Not just a bed and a desk, but they have to make it look like someone has lived there for years.

Wall hangings, books, clothes, etc. 

Camera crew - they want variety when it comes to the shots so the audience doesn’t get bored, and the message of the story is communicated, so - an over the shoulder shot of both actors, close up, singles, two shot, a wide. 

The camera has to be set up for each of these angles, and the actors have to say their lines over and over again for every single camera angle. 

Maybe they’ll say it in different ways, for variety when it comes to editing.

Every time the camera angle changes, lighting needs to adjust to make sure everything is consistent. 

One of the actors decides to push their sleeve up in the middle of a line - the costume designer has to make sure the sleeve stays up every time the line is said, and the script supervisor keeps an eye on this to make sure it’s correct every time, for every camera angle, every take. 

One of the actors decides to put their hair behind their ear - again, the hair stylist had to make sure they do it for every camera angle, at the same word, for every camera angle, for every take.

This goes for art department too - say the character is eating an apple, and they take a bite.

They have to do that over and over again, apples at the ready.

If they’re holding a book, and put their book down on a side table, the book has to be in the same spot every single time. 

If the actor is crying, touching their face, or simply hot under the lighting - cause boy, trust meee, it gets hot in there - makeup has to be there at the ready to fix anything that could look different, make sure they don’t look shiny under the lights, keep everything the same. 

This example only covers 5 jobs, out of thousands.

This example only covers one scenario, out of millions.


Now imagine your favourite TV show - that 2 minute dialogue between actors you probably forgot about - doesn’t seem so insignificant now, does it?


If you’re intrigued, a great YouTube series is Notes on a Scene by Vanity Fair.

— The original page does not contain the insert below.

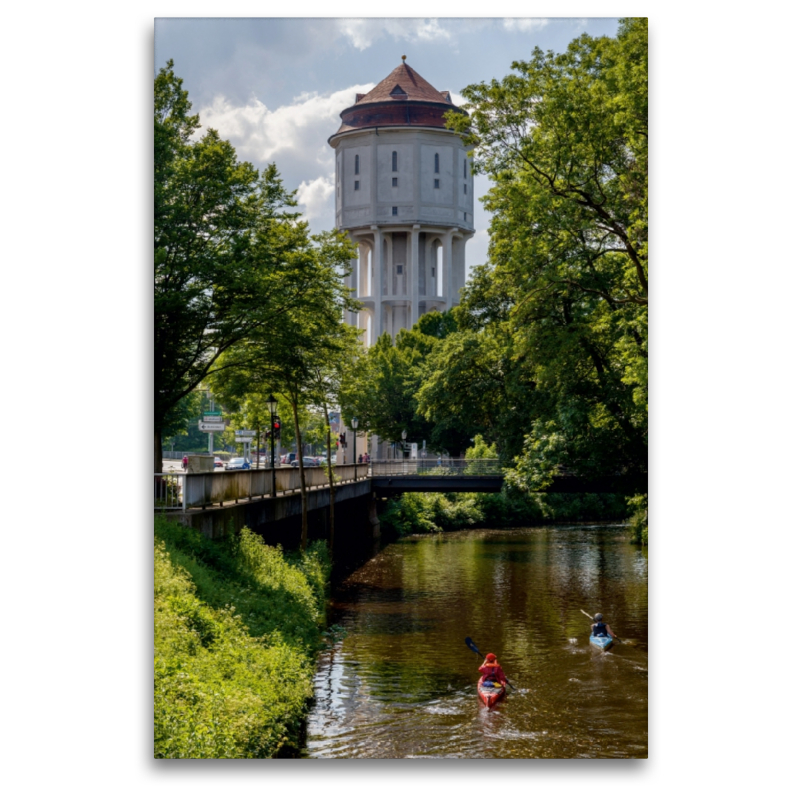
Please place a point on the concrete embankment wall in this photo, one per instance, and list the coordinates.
(278, 520)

It’s typically a director, or a head of department like costume, makeup, or cinematography, and they comb over every detail of a scene from a film they’ve worked on.

My favourite ones are probably

Rian Johnson’s Knives Out,

Bong Joon-Ho’s Parasite

and Todd Phillips’ Joker.

IMDb and Insider often do behind the scenes footage on YouTube too - to be honest, if you just search the name of a show or film you love with ‘BTS’ (not the Kpop band) after it, you’ll find it.

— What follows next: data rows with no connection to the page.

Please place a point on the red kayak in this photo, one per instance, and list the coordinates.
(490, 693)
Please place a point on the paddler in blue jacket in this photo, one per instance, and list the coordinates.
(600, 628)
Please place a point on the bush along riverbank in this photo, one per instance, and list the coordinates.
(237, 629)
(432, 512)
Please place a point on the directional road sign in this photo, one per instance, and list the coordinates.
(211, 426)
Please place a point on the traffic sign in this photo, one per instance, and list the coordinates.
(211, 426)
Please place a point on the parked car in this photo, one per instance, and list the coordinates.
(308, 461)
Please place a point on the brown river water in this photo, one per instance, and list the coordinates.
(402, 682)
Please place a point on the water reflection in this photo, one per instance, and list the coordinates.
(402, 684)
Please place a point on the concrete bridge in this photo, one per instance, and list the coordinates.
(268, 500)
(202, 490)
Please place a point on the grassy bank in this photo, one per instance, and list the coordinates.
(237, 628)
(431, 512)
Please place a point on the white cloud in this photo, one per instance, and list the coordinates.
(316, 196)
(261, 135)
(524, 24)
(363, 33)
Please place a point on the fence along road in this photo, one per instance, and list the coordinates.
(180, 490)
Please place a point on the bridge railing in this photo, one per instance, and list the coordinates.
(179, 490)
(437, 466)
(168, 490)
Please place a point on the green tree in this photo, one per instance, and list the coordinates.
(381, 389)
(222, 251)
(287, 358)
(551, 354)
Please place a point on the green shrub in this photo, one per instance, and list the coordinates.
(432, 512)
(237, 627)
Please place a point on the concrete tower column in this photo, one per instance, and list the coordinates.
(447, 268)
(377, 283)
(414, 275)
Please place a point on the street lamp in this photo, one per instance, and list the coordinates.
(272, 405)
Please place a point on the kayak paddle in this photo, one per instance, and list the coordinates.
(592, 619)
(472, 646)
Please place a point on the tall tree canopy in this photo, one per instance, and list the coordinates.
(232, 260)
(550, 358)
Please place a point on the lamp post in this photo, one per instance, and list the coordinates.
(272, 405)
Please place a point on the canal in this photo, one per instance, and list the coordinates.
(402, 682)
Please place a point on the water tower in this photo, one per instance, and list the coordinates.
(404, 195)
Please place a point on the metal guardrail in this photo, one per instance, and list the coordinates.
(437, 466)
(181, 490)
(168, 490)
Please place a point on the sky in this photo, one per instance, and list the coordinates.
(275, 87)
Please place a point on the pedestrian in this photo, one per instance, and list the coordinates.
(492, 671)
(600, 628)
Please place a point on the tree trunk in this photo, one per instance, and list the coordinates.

Another favourite - Insider has a great 10 minute video on how 1917 was filmed to look like one shot - it’s mind blowing. 

Would HIGHLY recommend all of these!


Knives Out, 2019

I think we all take for granted how much of a great deal we’re getting when it comes to television. 

There’s a common misconception that the industry is so glamorous and we don’t have to work hard, because we love it.

"Do what you love, and you'll never work another day in your life."

Ha. This simply isn’t true.

We may be passionate, but we work insanely hard. 

And although shows may be more accessible to us now than ever before, there are still thousands of people working on all of them to give us ALL the feels when we watch it on our TVs, laptops, tablets and phones. 


I kinda went on a tangent there, but I think it’s pretty apparent how invested I am loool. 

I don’t know if I would ever be able to fully explain in words what it all means to me.

I think anyone who is passionate about anything knows the feeling - when your heart does a somersault and it feels like there’s a little ball of light in there, glowing and growing, ready to burst out of your chest.

I could try and attempt to name every single thing I love about it, but the list would never end.

Sometimes it’s as simple as the way a camera is angled, or the way an eyelash catches the light, a facial expression, the delivery of a seemingly insignificant line.

I’m sure someone out there has captured it in words, in a way that I cannot. 

All I know is, I’ll never stop adoring it, and I feel so blessed that I found my way into a world that brings me so much joy.

We truly are in the golden age of television and I couldn’t be happier about it. 

Please sir, I want some more. 

Fill the bowl up and let it overflow!